# Hedgie Name Ideas!



## Hawkstorm1622 (Jan 11, 2016)

So, I'll be getting my first hedgie some point later this year (I've been doing tons of research in preparation for this. Now to save money...), and I've compiled a list of names that will be narrowed down when it's time for my hedgehog search to begin!

Anyway, earlier today, I was chatting with a bit of my extended family (couple uncles, my dad, brother, etc.), and they helped me a bunch. One of my uncles kept suggested Sonic-related names, which were all turned down. He also suggested a bunch of funny names, which ended up on my list.

Without further ado, here's the list, with all names free to use, if you desire. 

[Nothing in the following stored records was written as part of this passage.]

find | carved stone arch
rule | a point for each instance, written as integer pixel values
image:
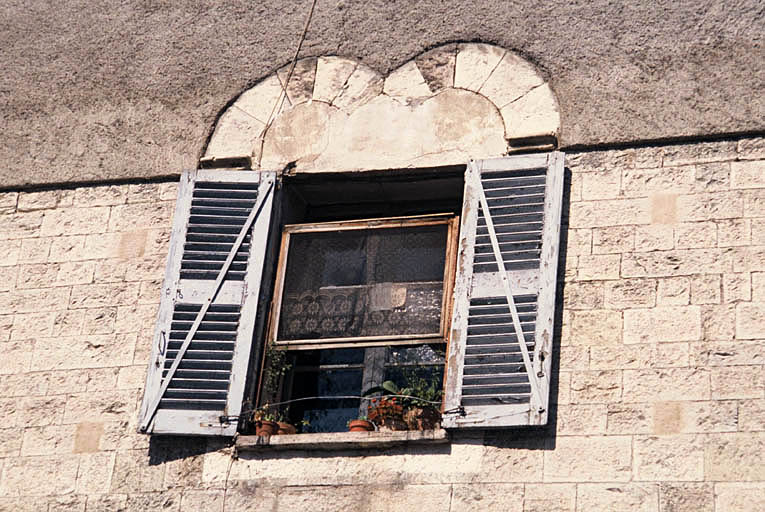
(452, 103)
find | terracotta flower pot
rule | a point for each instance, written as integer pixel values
(360, 426)
(266, 428)
(422, 418)
(286, 428)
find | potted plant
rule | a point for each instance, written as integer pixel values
(285, 427)
(386, 411)
(407, 408)
(265, 422)
(361, 424)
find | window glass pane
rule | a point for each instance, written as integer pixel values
(333, 381)
(359, 283)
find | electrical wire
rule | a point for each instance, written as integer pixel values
(283, 94)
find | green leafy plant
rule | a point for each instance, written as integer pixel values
(276, 367)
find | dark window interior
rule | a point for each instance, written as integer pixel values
(338, 376)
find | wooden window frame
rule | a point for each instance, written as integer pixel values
(452, 223)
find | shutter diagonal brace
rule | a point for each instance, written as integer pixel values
(535, 391)
(152, 410)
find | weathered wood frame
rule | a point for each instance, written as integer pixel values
(449, 220)
(541, 281)
(200, 422)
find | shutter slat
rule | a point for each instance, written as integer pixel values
(501, 378)
(222, 221)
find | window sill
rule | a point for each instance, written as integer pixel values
(342, 440)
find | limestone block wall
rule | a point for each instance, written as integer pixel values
(659, 386)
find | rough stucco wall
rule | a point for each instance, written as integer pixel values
(659, 386)
(111, 90)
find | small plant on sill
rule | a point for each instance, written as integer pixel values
(408, 408)
(361, 424)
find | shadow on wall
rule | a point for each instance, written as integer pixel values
(169, 448)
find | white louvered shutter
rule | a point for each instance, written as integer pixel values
(494, 380)
(206, 319)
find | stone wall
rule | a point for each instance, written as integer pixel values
(659, 386)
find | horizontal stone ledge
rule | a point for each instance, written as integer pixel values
(342, 440)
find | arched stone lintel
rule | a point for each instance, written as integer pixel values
(448, 104)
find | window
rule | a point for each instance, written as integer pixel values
(364, 282)
(357, 303)
(353, 301)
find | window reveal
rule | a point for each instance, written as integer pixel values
(364, 282)
(348, 294)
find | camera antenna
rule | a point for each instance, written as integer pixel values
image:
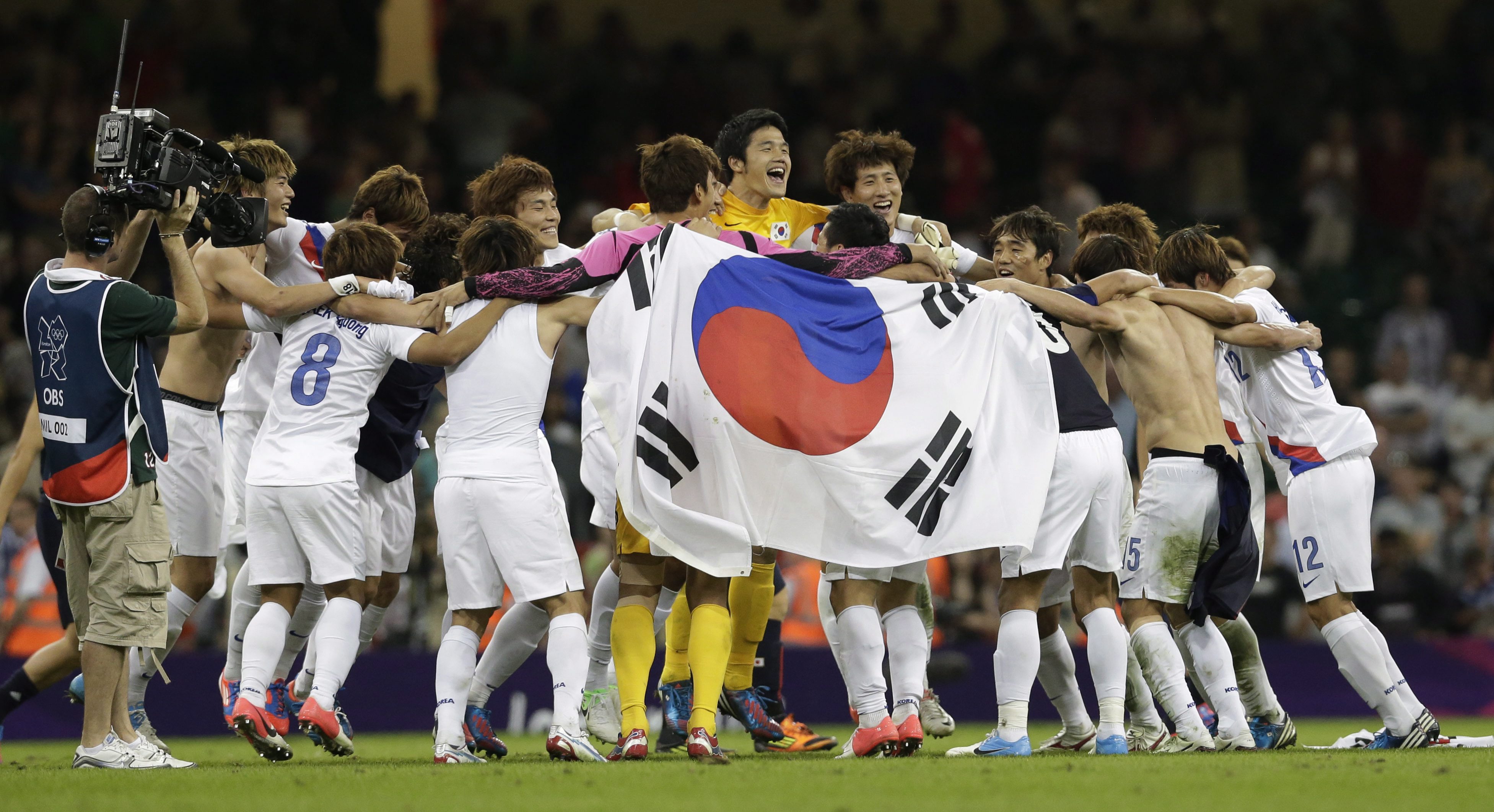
(135, 101)
(119, 71)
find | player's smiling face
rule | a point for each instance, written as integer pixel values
(880, 188)
(541, 214)
(1017, 257)
(278, 195)
(768, 163)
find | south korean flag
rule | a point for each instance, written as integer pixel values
(872, 423)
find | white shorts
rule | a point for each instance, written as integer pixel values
(192, 487)
(598, 468)
(1329, 515)
(293, 528)
(1082, 514)
(239, 430)
(906, 572)
(496, 532)
(1176, 521)
(389, 521)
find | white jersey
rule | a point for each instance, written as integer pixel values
(325, 378)
(1238, 421)
(964, 257)
(495, 398)
(292, 257)
(1291, 396)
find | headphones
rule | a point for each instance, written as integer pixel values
(99, 238)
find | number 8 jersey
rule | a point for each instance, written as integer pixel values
(326, 374)
(1291, 396)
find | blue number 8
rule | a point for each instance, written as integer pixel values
(308, 365)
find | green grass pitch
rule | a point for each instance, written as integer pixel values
(395, 772)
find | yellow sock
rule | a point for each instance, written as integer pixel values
(750, 599)
(710, 642)
(633, 657)
(677, 642)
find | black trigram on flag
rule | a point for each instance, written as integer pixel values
(671, 438)
(945, 300)
(945, 454)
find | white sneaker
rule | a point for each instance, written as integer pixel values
(144, 747)
(936, 721)
(453, 754)
(1070, 741)
(1146, 739)
(1243, 741)
(116, 756)
(604, 714)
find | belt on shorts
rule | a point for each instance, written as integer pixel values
(1157, 453)
(186, 401)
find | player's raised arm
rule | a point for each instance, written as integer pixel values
(455, 345)
(1279, 338)
(1205, 305)
(1253, 277)
(1064, 307)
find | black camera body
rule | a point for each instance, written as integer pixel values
(144, 160)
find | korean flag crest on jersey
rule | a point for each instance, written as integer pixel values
(869, 423)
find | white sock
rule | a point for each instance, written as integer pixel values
(302, 626)
(337, 648)
(664, 608)
(1215, 671)
(861, 654)
(907, 657)
(514, 640)
(1362, 663)
(1250, 671)
(455, 663)
(368, 627)
(141, 663)
(1108, 662)
(831, 633)
(567, 660)
(264, 641)
(600, 632)
(1414, 705)
(1163, 666)
(1055, 671)
(1139, 695)
(244, 604)
(1017, 663)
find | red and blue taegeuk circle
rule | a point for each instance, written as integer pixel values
(800, 360)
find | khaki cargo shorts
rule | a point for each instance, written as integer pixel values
(119, 557)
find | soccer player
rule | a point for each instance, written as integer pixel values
(1082, 515)
(193, 383)
(872, 169)
(1326, 445)
(304, 511)
(524, 190)
(392, 198)
(1166, 365)
(500, 525)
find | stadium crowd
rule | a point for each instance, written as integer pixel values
(1369, 190)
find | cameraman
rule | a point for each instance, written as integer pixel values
(102, 427)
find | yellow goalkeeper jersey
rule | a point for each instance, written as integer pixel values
(788, 223)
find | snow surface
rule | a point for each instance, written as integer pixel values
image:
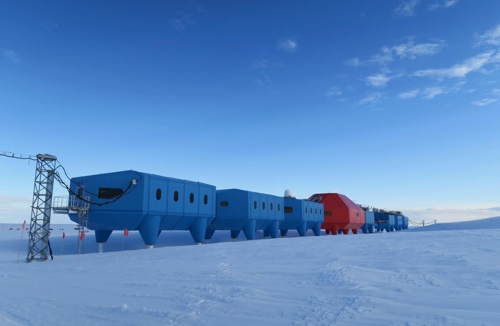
(399, 278)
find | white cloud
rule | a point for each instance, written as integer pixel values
(409, 94)
(445, 4)
(431, 92)
(461, 70)
(11, 56)
(408, 50)
(412, 50)
(259, 64)
(372, 98)
(379, 80)
(486, 101)
(287, 45)
(407, 8)
(355, 62)
(333, 91)
(491, 37)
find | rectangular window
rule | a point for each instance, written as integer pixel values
(109, 193)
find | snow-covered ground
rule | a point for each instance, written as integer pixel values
(401, 278)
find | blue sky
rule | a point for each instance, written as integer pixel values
(395, 104)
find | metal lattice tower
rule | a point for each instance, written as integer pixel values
(41, 207)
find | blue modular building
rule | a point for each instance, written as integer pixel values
(398, 222)
(369, 225)
(384, 221)
(240, 210)
(405, 222)
(302, 215)
(145, 202)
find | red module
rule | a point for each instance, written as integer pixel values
(341, 213)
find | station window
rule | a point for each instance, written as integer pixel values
(109, 193)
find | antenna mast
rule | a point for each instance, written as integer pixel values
(41, 207)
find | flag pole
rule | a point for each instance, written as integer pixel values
(20, 243)
(62, 244)
(125, 235)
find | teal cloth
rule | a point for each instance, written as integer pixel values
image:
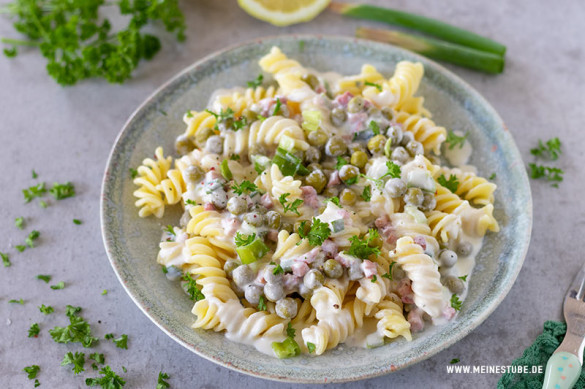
(537, 355)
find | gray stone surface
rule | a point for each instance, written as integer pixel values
(66, 134)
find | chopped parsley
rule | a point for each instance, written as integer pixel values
(340, 162)
(293, 206)
(34, 330)
(62, 191)
(192, 288)
(77, 360)
(44, 277)
(256, 82)
(121, 342)
(161, 383)
(363, 248)
(34, 191)
(276, 107)
(377, 86)
(551, 174)
(317, 234)
(455, 140)
(78, 330)
(455, 302)
(34, 235)
(32, 371)
(46, 310)
(59, 285)
(374, 127)
(244, 240)
(110, 379)
(452, 183)
(19, 222)
(5, 259)
(367, 193)
(551, 149)
(246, 187)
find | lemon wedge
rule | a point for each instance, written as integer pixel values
(284, 12)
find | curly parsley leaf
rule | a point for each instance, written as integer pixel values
(192, 288)
(551, 149)
(161, 383)
(246, 187)
(452, 183)
(256, 82)
(455, 302)
(32, 371)
(290, 207)
(364, 247)
(110, 379)
(77, 360)
(455, 140)
(34, 330)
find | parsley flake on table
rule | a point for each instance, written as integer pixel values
(452, 183)
(455, 302)
(79, 43)
(246, 187)
(256, 82)
(19, 222)
(32, 371)
(455, 140)
(161, 383)
(317, 234)
(110, 379)
(77, 360)
(5, 259)
(551, 149)
(290, 207)
(62, 191)
(363, 248)
(46, 310)
(34, 330)
(59, 285)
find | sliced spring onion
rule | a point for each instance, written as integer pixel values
(288, 163)
(288, 348)
(434, 48)
(429, 26)
(252, 252)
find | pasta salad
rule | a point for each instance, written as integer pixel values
(317, 211)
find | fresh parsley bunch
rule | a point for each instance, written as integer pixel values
(79, 44)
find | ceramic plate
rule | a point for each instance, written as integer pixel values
(132, 242)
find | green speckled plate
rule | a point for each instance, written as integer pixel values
(131, 242)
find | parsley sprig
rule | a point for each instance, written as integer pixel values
(79, 44)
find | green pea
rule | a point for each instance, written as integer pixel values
(356, 104)
(317, 180)
(347, 197)
(335, 146)
(376, 144)
(359, 159)
(317, 138)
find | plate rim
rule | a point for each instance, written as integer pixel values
(479, 319)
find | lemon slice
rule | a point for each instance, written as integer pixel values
(284, 12)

(Things in parenthesis are explanations)
-John (John Watson from Sherlock)
-Martin (Martin Freeman)
-BB-8 (He rolls around, hedgies roll, get it?)
-Kylo Ren
-Trigger (Like the horse from the wester TV show in the early '70s or '80s. My grandma loves Trigger but hates hedgehogs, so I threw this on to make her feel better. XD)
-Darth Vader
-Bilbo (Martin Freeman character XD)
-Frodo
-Enjolras (Les Mis character whom I love)
-Steven (Had Steve Rogers in mind. Plus, it's kinda derpy, in my opinion)
-Bucky (Bucky Barnes)
-Fluffy (Oh, the irony)
-Wickett (Small and cute, just like hedgies!)
-Harry (More irony. Also, Harry Potter)
-Patrick (Had Patrick Stump in mind here XD)
-Han Solo (My immediate family has a dog named Chewbacca. What better companion to my smol dog)
-Newt (Maze Runner. Also had the idea for Noot (Think NOOT NOOT))
-Percy (Percy Jackson got turned into a guinea pig once... Close enough, right?)
-Leo (My favorite Heroes of Olympus character)
-Cookie (Cuz why not)
-Anakin (May the Force be with you! lol)
-The Doctor (DOO WEEE OOOOOO)
-Pepperoni (Pepperoni pizza sounds good right now...)
-Tigger (Winnie-the-Pooh... duh XD)
-Steamroller (Because hedgies roll around)
-Jacob (My mom suggested Jacob Jingleheimer Schmidt. Thought Jacob would suffice)
-Squish
-Jinxx (Jinx is a cool name, but two x's make it 12% cooler (Teehee, Avengers))
-Andy (Like the Andy Griffith Show. Also family inside joke.)
-Porcupine (Courtesy of my uncle)
-McMuffin (Also courtesy of my uncle... I think he was hungry)
-Cecil (ALL HAIL THE MIGHTY GLOWCLOUD)
-Carlos (It's kinda derpy. Also, Night Vale)
-Erizo (Hedgehog in Spanish)
-Riccio (Hedgehog in Italian)
-Jez (Hedgehog in Slovak)
-Oya (Hedgehog in Yoruban... What is this language?)
-Cheese n' Hog McMuffin (Courtesy of my brother. I think he was hungry, too.)
-Cyndaquil (Pokemon for the win!)
-Hufflepuff (My Hogwarts house. Also, why not?)

So there's the list (so far)! I may add to it as time goes on... Most likely.

If you have any ideas, feel free to comment them below, and I may add them to my list. Pun names are the best names. CX


----------



## autumn96 (Jan 12, 2016)

I'm getting a female hedgehog in a few days and I also made a list so here's some more names for a girl hedgehog that I liked: Harley (this is the name I picked out for mine), Mia, Sophie, Princess, Bubbles, Chloe, Dottie, Lilly, Rosie and Avery


----------



## nicole92 (Dec 21, 2015)

My hedgehogs name is Quilliam. And if I ever get a girl o plan to name her Quilma.


----------



## SimplyMusicality (Jan 5, 2016)

My baby's name is BB-8! Haha  Awesome list!


----------



## lindypie (Jun 25, 2015)

Harinezumi is hedgehog in Japanese (literally needlemouse) and in Chinese it's Tsue Weigh (I'm not sure what weigh means but tsue is spikes). I'm an ESL teacher so I'm used to naming kids but I've noticed that the names the kids pick for themselves (I give them a list and then they can pick what they like the best) tend to reflect personalities of said kids. The ones that I think are the best (meaning they don't fight with classmates/try their best/do their work/give hugs and are generally super sweet) are Frank, Bob, Iris, Boris, Toby, Alex, Bella, Angel, Bonnie, and Amy (I know that's a Sonic name but Amys tend to be good kids). 
I've noticed naughty kids tend to pick certain names so you might want to stay away from Andy (I saw that was on your list...and those kids tend to think they're the teacher), Victor, Anna, Bruce, Jerry, and Kevin tend to like to not listen/disrupt other kids. 
As far as the ones on your list I think Wickett is my first pick and Hufflepuff is my second. I want to see pictures of your new family member as soon as she/he comes home!


----------



## jillgonz (Jan 19, 2016)

I like Leo, Anakin, and Hufflepuff


----------